Lack of jurisdiction over the subject matter as a defense may be presented in the responsive pleading thereto if one is required, or, at the option of the pleader, be made by motion in writing, or wherever it appears by suggestion of the parties or otherwise that the court lacks jurisdiction of the subject matter the court shall dismiss the action. Code Ann. § 81A-112.
Code Ann. § 81A-115 (b) entitled "Amendments to conform to the evidence" provides that, "When issues not raised by the pleadings are tried by express or implied consent of the parties, they shall be treated in all respects as if they had been raised in the pleadings. Such amendment of the pleadings as may be necessary to cause them to conform to the evidence and to raise these issues may be made upon motion of any party at any time, even after judgment; but failure so to amend does not affect the result of the trial of these issues."

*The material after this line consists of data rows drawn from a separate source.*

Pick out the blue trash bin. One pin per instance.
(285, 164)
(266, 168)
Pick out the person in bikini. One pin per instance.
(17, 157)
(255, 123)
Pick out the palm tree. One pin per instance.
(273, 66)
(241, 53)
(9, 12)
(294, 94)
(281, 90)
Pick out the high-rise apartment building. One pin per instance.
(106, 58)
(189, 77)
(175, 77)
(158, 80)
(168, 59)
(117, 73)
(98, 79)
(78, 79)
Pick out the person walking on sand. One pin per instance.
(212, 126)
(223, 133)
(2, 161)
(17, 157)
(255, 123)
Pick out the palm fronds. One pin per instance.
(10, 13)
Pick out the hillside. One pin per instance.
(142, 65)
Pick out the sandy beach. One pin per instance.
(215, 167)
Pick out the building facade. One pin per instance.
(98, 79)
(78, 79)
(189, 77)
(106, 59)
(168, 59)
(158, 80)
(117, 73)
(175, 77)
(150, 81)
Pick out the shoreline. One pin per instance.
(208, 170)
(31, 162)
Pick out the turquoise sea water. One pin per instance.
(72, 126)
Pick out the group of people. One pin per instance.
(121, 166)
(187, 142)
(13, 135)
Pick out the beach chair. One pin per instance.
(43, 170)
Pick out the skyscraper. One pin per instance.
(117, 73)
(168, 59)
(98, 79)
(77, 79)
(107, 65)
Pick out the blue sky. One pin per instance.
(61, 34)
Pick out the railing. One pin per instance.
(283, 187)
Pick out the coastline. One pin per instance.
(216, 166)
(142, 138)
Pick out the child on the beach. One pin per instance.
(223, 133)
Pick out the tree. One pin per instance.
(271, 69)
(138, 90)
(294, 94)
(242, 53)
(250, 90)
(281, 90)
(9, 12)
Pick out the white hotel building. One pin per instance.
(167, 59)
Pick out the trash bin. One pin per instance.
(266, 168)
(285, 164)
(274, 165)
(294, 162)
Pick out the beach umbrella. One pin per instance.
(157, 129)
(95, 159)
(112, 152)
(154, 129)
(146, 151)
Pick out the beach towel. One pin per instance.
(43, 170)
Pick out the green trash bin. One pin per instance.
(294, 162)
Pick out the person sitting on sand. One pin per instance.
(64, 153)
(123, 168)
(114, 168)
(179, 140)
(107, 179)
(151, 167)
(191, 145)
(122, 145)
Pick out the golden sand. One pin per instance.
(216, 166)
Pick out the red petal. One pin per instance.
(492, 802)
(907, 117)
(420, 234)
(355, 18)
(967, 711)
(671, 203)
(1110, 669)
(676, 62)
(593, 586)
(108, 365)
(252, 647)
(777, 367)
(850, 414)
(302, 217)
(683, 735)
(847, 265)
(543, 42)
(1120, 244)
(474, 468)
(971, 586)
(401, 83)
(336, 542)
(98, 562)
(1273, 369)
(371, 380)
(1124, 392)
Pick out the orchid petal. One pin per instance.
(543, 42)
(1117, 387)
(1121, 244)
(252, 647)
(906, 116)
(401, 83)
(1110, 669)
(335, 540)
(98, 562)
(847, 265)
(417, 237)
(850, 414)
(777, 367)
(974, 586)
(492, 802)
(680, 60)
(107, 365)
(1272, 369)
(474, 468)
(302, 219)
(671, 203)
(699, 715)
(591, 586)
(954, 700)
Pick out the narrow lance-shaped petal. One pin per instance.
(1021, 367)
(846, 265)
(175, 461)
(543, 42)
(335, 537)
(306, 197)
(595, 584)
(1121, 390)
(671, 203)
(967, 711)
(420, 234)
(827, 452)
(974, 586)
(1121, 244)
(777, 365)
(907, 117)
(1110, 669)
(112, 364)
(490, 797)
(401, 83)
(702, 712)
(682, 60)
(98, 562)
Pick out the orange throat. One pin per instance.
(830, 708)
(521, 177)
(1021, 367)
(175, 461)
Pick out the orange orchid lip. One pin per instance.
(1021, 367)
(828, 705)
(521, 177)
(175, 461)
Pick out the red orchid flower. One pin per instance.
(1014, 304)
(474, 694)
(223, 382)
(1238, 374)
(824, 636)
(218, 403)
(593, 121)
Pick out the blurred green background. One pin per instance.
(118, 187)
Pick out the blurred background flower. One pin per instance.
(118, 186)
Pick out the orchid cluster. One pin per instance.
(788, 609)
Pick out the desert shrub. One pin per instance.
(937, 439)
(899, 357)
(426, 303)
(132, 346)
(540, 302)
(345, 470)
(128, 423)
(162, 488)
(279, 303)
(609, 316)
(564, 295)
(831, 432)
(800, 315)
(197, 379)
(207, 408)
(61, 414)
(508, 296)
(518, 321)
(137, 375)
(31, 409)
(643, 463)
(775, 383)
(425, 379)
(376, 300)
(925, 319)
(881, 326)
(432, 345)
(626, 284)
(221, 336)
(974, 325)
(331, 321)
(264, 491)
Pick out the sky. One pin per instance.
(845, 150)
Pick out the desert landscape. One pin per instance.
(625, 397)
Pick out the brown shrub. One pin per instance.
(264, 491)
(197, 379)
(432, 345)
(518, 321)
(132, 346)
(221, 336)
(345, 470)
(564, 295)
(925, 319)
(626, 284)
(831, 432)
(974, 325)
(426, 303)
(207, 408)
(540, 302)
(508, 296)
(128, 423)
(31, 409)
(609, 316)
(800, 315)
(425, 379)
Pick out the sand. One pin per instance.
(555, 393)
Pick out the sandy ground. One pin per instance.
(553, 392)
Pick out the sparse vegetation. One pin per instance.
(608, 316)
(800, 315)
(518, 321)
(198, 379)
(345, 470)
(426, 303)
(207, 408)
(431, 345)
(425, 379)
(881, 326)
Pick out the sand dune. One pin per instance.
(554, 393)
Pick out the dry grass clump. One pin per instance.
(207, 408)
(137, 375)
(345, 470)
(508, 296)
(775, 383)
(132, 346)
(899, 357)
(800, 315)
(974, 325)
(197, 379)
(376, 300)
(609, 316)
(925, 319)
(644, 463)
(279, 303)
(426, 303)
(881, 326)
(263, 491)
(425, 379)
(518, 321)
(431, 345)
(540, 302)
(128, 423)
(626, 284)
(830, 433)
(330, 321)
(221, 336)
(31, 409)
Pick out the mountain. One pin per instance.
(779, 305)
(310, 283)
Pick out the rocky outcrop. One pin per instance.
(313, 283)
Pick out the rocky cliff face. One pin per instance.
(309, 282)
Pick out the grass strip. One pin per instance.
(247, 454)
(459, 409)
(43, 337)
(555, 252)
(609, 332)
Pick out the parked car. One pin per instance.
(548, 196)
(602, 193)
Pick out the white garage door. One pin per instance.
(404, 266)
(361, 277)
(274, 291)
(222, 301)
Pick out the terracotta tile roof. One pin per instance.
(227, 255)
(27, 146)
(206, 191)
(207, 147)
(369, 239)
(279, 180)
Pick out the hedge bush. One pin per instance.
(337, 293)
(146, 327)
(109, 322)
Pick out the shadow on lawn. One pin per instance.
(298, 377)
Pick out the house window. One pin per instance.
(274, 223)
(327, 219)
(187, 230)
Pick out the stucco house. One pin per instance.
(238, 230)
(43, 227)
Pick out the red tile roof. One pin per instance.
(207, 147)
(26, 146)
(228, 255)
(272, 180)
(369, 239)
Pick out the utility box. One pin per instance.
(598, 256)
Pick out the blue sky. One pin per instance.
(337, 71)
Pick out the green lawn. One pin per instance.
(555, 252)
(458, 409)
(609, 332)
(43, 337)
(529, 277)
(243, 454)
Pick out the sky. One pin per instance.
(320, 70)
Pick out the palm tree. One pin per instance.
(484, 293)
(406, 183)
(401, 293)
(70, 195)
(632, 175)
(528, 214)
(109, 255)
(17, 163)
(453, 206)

Thus, even though appellee's complaint for divorce may not have affirmatively alleged her residence so as to show on the pleadings the legal jurisdiction of the court over the subject matter, this issue could have been raised by the evidence, and if so raised is tantamount to an amendment of the pleadings to that effect. The burden is on appellant, as the party attacking the judgment, to demonstrate that it was void. Appellant has not demonstrated that the judgment was void on the present record. Thomas v. Davis, 235 Ga. 32 ( 218 S.E.2d 787) (1975); Summerlot v. Crain-Daly Volkswagen, Inc., 238 Ga. 546 ( 233 S.E.2d 749) (1977).
The trial court's judgment denying appellant's motion to set aside and vacate the final divorce judgment and decree is approved.
Judgment affirmed. All the Justices concur.